Finding balance in a busy week
In this blog we caught up with National Co-production Advisory Group member Jennifer Pearl while she balanced a particularly busy week. An ordinary week for Jennifer can be fairly hectic at the best of times, having to juggle hospital appointments, visits from the District Nurse and other health related stuff, around work meetings and conferences. The week we caught up with her, she was attending several high-profile functions, highlighting the importance of having people with direct experience of drawing on care and support at such events…
“My day starts at 6.30am”, says Jennifer. “I have breakfast and then start my lengthy morning routine of personal care, physio stretches, standing frame, and passive active bike.
“It took me a long time to have the right support and come to terms with having my non-traumatic spinal injury. Now if my equipment all works and my wheelchair is in good working order, I can get on with life.
“This week was very interesting and varied. Starting with my work with the National Co-production Advisory Group, where I am working with Martin Walker, TLAP’s policy advisor for self-directed support, on a project with Greenwich council looking at how local people experience self-directed support and exploring how it can be improved.
“Then on Wednesday I was invited to attend an event that the Spinal Injuries Association (opens new window) was hosting to introduce the Frank Williams Academy (opens new window). The Academy aims to help educate and train those affected by spinal cord injuries and health care professionals to ensure safe, appropriate care is provided. Through research and development, the Academy also intends to champion best practice, raise national standards and build an evidence base to influence long-term transformational change.

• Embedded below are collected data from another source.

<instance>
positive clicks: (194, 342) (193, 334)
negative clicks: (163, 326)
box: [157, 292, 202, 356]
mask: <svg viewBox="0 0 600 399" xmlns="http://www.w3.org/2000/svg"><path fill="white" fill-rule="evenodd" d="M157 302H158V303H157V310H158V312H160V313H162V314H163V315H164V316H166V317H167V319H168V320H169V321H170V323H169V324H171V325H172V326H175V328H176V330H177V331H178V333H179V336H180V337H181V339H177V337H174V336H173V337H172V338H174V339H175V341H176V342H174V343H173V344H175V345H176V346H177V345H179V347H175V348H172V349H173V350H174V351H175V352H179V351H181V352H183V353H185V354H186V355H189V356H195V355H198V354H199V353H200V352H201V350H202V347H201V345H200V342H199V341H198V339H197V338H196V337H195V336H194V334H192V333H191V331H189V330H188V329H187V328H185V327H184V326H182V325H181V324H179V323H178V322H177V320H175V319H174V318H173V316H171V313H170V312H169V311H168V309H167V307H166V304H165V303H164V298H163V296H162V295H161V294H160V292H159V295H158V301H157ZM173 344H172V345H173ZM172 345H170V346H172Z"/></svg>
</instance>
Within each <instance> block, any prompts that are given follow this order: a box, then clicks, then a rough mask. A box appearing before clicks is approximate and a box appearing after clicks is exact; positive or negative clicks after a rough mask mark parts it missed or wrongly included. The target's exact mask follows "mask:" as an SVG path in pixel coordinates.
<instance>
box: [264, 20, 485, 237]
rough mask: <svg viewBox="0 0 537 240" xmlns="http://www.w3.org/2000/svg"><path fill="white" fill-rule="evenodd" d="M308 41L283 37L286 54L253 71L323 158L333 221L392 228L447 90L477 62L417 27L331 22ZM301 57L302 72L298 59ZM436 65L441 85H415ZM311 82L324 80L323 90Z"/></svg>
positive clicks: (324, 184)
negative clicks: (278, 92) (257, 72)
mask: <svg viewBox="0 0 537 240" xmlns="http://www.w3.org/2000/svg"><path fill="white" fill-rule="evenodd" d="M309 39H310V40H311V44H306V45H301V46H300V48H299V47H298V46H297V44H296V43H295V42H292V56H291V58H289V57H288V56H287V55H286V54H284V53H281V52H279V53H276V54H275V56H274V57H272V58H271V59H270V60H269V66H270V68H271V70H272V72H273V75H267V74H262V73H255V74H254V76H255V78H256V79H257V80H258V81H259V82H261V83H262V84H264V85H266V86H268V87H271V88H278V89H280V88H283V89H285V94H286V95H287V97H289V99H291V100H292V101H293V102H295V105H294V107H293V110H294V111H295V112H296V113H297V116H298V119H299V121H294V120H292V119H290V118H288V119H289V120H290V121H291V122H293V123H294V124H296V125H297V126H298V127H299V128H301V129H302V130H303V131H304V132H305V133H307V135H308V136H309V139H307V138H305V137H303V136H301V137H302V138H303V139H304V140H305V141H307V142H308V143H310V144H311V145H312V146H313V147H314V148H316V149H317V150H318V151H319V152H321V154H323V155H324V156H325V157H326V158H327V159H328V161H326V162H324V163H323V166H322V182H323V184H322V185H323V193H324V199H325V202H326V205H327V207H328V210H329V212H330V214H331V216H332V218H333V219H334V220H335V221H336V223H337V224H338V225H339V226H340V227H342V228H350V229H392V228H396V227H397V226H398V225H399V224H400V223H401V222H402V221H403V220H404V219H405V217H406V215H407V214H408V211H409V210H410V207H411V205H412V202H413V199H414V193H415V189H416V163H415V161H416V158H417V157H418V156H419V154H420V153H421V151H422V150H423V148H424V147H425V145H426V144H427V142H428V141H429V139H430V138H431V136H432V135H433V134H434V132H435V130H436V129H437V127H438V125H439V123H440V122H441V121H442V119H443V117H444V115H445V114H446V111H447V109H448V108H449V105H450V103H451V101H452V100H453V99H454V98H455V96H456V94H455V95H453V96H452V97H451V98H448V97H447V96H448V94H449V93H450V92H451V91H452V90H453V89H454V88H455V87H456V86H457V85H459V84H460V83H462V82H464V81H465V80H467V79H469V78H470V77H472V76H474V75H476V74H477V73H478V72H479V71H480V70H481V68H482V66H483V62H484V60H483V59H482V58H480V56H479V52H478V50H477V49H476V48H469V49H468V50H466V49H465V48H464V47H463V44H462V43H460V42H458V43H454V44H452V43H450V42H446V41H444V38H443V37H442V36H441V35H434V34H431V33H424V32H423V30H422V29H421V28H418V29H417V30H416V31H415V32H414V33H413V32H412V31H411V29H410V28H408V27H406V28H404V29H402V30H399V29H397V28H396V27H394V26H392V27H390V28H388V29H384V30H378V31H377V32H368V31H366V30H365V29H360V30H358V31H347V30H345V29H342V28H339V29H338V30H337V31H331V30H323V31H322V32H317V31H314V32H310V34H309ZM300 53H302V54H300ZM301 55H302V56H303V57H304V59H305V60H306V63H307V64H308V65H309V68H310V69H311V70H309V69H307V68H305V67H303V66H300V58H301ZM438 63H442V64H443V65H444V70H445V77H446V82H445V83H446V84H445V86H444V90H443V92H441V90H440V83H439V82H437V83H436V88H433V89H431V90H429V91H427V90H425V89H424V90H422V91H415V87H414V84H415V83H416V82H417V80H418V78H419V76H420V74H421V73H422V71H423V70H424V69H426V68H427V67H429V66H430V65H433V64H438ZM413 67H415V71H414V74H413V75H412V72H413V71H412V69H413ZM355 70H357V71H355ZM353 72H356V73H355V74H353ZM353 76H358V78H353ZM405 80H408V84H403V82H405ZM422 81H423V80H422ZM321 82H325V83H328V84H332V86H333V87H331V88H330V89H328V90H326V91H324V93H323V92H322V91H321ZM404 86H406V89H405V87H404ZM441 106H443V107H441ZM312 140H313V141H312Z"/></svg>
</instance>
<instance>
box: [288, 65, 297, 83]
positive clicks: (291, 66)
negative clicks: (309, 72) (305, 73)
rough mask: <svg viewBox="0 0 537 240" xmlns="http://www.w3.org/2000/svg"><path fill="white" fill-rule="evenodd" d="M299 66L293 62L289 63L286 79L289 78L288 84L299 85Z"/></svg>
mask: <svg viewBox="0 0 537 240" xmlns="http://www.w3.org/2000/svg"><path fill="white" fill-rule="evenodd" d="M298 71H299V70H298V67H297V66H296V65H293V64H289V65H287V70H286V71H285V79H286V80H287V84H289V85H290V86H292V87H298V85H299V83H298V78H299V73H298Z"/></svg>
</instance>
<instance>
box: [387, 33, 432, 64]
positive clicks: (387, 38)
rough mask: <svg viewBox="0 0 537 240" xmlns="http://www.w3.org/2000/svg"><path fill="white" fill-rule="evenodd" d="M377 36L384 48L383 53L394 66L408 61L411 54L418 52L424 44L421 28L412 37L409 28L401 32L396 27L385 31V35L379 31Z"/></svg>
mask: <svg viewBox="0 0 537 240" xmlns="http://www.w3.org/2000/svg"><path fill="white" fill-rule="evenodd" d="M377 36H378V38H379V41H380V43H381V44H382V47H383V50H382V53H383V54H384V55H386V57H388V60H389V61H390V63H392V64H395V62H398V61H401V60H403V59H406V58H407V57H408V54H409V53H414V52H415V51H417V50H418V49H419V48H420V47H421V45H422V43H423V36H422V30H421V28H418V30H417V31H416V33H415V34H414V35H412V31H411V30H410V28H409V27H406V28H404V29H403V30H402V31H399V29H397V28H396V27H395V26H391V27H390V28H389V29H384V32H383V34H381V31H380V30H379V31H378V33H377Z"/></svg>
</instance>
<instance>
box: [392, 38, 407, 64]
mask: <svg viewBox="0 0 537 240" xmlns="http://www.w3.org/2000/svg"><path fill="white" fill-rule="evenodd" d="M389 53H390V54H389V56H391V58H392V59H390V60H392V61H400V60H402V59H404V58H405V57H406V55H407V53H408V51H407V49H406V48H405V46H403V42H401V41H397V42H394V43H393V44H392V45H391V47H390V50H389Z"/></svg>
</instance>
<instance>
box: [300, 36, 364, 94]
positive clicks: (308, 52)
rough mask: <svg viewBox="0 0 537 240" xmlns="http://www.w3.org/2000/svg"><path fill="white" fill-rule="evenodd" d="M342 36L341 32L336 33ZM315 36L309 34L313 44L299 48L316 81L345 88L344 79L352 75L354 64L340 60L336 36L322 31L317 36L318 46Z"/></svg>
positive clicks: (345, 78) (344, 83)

“HRH The Princess Royal, the Patron of the Spinal Injuries Association, was the guest of honour at the event. She spoke very well and remembered fondly her very good friend Baroness Masham of Ilton (founder of the Spinal Injuries Association) with whom she shared a love of horses. I was thrilled to be able to speak to her and explain how the Spinal Injuries Association had supported me to write my own support plan, as well as an Emergency Health Care Plan. Without their support and that of many others I would not be where I am now.
“I was also thrilled to receive an invitation from The King’s Fund (opens new window) to attend a panel discussion to hear Wes Streeting set out Labour’s plans to reform primary care. The media including The Mirror, The Sun, The Guardian, The Independent, The BBC, and LBC were all present. At the end of the session, as I was not able to ask my question to the panel, I approached Wes Streeting - Shadow Secretary for Health and Social Care - and asked him if he was going to ensure that my care team received fair remuneration. And he said that this was his number one priority and recognised both the needs and the skills of care workers and the vital nature of their work and added that he recognised the importance of creating good career opportunities.
“I thought I would be cheeky and ask if he would attend the All-Party Parliamentary Group on Spinal Injuries, and he said he would.
“So, a very busy week. And again that night, I was supported by my care worker to go to bed. I am very thankful to them. They are all friendly, kind, caring and dedicated to their work. They need to work long hours and many work 6 days a week to earn a decent wage. Without them and my husband’s assistance, I would not be able to do what I do.”